I've got some idea as to why that is and I've already detailed what makes the game different to so many other things on the market.  Even so, this is quite something here.  For a game to occupy that space for 9 months is unheard of.  I'm beginning to worry that this is a sign of a creeping problem, that I'm going to end up unable to leave the house - sitting here endlessly doing the run through Undead Burg until I finish it without getting hit and parrying every single opponent.  Because the game is just so deep.  There is so much to it.  It's hard to stop.

My current project is to go through the entire game without advancing in level.  This is a response, really, an attempt to re-capture that crushing difficulty which made the first play through so amazing.  It reminds me of eating chilli or something - there's a reaction to the pain.  Maybe endorphins are released, God knows what it is, but it's making me try to make this hard game even harder.  To be honest, I'd kind of forgotten how difficult it really is.  And the brilliant thing about it is that it's made me start thinking again about how I can maximise every advantage.

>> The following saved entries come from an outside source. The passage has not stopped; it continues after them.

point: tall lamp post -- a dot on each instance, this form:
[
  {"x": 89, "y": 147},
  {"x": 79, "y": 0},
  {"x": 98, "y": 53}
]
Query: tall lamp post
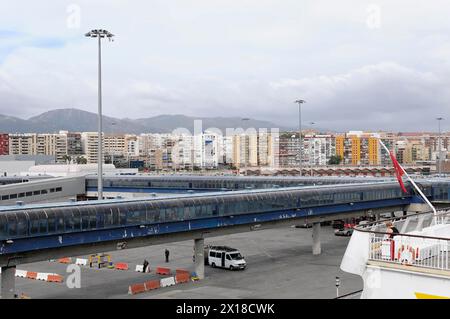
[
  {"x": 313, "y": 163},
  {"x": 100, "y": 34},
  {"x": 300, "y": 102},
  {"x": 439, "y": 119},
  {"x": 247, "y": 149}
]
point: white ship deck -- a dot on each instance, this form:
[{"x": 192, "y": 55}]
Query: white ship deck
[{"x": 416, "y": 261}]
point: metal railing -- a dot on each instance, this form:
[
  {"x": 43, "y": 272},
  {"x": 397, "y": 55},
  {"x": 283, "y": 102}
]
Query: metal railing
[{"x": 416, "y": 245}]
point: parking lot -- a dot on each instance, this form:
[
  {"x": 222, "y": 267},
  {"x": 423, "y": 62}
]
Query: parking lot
[{"x": 280, "y": 265}]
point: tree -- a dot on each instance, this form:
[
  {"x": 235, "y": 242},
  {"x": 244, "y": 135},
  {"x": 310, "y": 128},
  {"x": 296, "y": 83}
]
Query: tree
[{"x": 335, "y": 160}]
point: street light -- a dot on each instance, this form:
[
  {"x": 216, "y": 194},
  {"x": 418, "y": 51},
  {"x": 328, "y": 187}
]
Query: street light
[
  {"x": 112, "y": 131},
  {"x": 300, "y": 102},
  {"x": 100, "y": 34},
  {"x": 247, "y": 153},
  {"x": 439, "y": 119}
]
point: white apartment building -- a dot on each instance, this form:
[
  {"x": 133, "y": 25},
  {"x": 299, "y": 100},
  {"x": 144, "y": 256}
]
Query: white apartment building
[{"x": 39, "y": 144}]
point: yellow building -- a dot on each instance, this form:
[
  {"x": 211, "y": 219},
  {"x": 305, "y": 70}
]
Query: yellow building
[{"x": 340, "y": 146}]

Because once you've finished the game once it gets (kind of) easy.  You know where stuff is and you know how the weapon improvement thing works and you can use this knowledge to make things a lot more manageable.  And not only do you know this, but so do most other people - so when you summon them they're also totally tooled up supermen and off you go merrily laying waste to enemies that were once the bane of your very lives.  Now this is fun, sure, but it's not quite the same as it was way back when.  So I started trying to recapture how it was the first time.  When I did NG+ I decided to do it only using Black Knight equipment.  Now, to be entirely honest, this is hardly a massive hindrance.  Black Knights have good armour and very big, hurty, stabby axes and swords and things; so it's all good.  The only problem I had was in the catacombs.  Down there you need Divine weapons - and I couldn't use them.  So I spent a lot of time kicking skeletons off bridges and making suicide attacks on fellas with lanterns in their beards.

Anyway, that was then.  This is now.  As a starting level character I have a pitiful amount of health.  I also (stupidly) picked a character with 9 strength.  This means I can't use any straight sword, and only one metal shield.  I am an idiot.  If any of you are thinking of following in my footsteps then DON'T PICK THE THIEF, that's all I'm going to say.  But!  This has made me think about how to overcome the (huge, slobbering) obstacles in my path and has inspired me to give the following tips to anybody who might fancy doing the same....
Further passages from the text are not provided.